L’ouvrage « 1821. O Regresso do Rei » est présenté par le vice-amiral Henrique Gouveia e Melo, le 12, à 18h00, dans la salle D. Luís du Palais national d’Ajuda, à Lisbonne.

Le journaliste Seixas Ferreira souligne qu’en fuyant les troupes napoléoniennes, João VI, qui avait assumé la régence en raison des problèmes psychologiques de sa mère, la reine Maria I, « a joué un rôle crucial lorsque la souveraineté du royaume était menacée et que le pays risquait de disparaître ».

« En transférant le siège de la monarchie dans l’hémisphère sud, le régent donna à Bonaparte une leçon de stratégie » et eut « le culot et le courage de défier le terrible Napoléon », contrastant avec l’image « d’un prince craintif, tel qu’on le traitait. par les journaux français ».

Armando Seixas Ferreira partage l’opinion de l’historien Oliveira Lima qui a déclaré que le fils de Maria I « a agi dans le seul objectif d’assurer la survie du royaume », ne se laissant pas « emprisonner en maintenant en vie la nation portugaise de l’autre côté de la l’Atlantique » et souligne qu’« il est beaucoup plus juste de considérer le transfert de la cour à Rio de Janeiro comme une manœuvre politique intelligente qu’une lâche désertion ».

La cour quitta Lisbonne début novembre 1801, fit face à l’océan, « sous une tempête », et même escortée par des navires britanniques était un risque : « Si la flotte coulait, ce serait la fin de la dynastie et, peut-être, du Portugal. , telle que nous la connaissons aujourd’hui ».

Avec la famille royale, en plus de nombreux matériaux, bijoux, or et même quelques machines, 15 000 personnes ont suivi, qui ont affronté des vents contraires, mais sont arrivées « acclamées » en terres brésiliennes.

Exilé sur l’île de Sainte-Hélène, Napoléon a reconnu que c’est avec le désastre de la péninsule ibérique qu’il « était perdu », « jusqu’à la capitulation. [em 1815] à Waterloo » dans la Belgique actuelle.

Après la mort de Marie I, en mars 1816, Jean VI, en février 1818, devient le premier monarque européen à monter sur le trône du continent américain, lors d’une « cérémonie spectaculaire ».

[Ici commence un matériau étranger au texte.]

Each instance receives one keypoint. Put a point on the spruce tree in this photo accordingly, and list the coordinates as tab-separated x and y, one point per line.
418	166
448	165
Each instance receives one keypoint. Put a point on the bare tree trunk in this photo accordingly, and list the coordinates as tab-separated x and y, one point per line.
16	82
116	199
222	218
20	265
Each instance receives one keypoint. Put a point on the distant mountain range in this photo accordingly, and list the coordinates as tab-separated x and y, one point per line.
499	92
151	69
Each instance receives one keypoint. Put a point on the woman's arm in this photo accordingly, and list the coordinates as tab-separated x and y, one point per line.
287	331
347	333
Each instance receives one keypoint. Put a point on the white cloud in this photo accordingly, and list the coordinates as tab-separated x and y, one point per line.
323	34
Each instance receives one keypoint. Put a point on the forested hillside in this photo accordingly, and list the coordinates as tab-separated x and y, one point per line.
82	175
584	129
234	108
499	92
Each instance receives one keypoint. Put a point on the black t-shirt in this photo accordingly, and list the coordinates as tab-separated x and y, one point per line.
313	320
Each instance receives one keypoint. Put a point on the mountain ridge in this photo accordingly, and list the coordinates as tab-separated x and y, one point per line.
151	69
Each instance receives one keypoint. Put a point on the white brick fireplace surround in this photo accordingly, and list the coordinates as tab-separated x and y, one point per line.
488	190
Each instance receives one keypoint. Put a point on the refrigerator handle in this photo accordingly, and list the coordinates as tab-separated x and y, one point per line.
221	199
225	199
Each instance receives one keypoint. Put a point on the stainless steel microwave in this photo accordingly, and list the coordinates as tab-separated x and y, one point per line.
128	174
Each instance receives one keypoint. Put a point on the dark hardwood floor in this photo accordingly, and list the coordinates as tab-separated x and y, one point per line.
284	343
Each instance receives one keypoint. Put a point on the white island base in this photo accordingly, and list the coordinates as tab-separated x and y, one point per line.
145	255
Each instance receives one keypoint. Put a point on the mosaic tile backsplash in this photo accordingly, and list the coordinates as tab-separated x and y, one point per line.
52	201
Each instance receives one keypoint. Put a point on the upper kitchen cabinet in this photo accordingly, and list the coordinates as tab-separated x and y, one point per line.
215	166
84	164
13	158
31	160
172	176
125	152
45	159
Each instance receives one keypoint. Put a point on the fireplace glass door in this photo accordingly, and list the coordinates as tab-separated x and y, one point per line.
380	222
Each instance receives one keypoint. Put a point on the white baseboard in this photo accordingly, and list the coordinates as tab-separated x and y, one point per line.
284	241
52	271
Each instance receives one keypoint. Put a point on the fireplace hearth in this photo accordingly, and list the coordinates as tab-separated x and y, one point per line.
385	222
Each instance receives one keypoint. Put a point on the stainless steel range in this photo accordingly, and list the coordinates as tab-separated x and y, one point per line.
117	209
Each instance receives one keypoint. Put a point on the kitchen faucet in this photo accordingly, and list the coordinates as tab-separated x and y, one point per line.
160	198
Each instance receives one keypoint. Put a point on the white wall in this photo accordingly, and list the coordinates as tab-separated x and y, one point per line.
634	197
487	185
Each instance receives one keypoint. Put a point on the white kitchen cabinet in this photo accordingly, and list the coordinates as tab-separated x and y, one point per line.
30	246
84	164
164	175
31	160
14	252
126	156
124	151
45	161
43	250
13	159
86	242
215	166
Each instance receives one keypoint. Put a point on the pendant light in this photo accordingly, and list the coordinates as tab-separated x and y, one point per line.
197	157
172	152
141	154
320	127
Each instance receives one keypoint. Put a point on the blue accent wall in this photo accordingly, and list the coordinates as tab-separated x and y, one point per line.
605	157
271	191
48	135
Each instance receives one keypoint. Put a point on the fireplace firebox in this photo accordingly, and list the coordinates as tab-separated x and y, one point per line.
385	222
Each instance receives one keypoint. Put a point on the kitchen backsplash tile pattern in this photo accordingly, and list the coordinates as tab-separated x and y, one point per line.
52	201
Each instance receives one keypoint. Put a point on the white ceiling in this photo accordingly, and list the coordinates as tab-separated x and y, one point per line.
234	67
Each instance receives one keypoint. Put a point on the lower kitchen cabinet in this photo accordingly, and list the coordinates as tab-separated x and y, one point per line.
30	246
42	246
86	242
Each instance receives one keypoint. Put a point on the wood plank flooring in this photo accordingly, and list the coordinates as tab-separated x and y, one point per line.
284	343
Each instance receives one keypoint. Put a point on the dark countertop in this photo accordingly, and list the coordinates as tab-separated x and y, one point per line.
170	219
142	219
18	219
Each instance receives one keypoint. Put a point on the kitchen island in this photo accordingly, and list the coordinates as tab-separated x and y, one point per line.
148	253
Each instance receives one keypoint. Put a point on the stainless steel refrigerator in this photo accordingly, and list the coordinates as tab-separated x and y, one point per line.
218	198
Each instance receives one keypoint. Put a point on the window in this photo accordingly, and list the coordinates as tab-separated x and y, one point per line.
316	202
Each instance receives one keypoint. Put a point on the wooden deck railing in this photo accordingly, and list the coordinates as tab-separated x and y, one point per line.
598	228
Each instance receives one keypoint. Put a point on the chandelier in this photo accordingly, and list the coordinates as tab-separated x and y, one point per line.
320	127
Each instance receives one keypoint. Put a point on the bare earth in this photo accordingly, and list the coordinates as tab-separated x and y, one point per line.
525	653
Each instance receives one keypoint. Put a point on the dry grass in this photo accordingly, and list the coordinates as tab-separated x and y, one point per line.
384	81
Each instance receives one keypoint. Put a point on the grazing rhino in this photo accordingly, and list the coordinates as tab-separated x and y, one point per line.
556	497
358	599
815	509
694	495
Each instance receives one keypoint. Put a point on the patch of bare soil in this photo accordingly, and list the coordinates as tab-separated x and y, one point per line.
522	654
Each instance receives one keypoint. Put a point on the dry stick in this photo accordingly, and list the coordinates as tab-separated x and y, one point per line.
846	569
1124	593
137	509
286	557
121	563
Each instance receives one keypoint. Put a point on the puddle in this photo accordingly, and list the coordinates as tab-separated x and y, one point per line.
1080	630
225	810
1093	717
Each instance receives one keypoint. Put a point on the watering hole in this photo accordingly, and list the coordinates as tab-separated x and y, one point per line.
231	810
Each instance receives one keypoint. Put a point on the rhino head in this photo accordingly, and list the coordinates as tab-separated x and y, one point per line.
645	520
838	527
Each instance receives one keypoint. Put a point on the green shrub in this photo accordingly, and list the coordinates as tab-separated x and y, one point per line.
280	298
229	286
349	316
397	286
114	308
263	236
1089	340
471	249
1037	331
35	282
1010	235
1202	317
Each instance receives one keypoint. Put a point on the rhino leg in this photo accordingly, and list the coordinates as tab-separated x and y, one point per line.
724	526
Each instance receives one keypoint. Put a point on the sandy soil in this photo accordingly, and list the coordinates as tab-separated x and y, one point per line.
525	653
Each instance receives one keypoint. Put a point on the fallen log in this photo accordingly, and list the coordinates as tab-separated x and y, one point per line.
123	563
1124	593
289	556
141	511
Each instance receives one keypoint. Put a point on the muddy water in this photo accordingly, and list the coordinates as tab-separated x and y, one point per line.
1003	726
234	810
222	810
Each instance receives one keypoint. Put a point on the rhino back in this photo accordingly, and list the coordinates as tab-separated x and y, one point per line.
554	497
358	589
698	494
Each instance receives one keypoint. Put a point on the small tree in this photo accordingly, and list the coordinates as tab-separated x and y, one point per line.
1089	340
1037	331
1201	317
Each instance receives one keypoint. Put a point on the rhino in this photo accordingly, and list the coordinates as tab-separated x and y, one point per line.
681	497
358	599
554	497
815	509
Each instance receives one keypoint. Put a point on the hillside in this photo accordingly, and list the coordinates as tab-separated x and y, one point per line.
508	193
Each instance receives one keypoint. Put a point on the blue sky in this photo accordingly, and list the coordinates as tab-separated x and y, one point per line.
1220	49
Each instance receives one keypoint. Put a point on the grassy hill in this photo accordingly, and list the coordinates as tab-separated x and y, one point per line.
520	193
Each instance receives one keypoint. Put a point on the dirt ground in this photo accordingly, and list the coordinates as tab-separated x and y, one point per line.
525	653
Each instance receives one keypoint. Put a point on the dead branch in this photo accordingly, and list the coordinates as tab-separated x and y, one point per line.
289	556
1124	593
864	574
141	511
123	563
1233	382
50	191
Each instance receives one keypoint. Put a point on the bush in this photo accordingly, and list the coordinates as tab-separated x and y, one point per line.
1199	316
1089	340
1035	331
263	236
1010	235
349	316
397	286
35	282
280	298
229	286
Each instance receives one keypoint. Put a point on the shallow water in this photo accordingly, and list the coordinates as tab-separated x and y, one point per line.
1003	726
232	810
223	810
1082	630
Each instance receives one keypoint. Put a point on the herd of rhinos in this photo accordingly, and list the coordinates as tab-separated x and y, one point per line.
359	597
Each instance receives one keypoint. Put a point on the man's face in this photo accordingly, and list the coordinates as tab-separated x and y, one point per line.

Malgré le mécontentement des Portugais face à l’absence du monarque, João VI « retardait » le départ du Brésil, car « il savait que le voyage pouvait signifier la séparation des deux États », comme cela s’est produit en 1822, mais comme il l’avait dit à son premier- né, premier empereur du Brésil et roi Pedro IV de Portugal, il préféra que cette séparation soit sous l’égide de la maison de Bragance et que la couronne reste avec son fils « que de la voir passer entre les mains d’un aventurier ».

L’œuvre de Seixas Ferreira se concentre essentiellement sur le voyage de retour, commencé en avril 1821, d’un roi qui revient « victorieux mais chargé d’appréhensions ».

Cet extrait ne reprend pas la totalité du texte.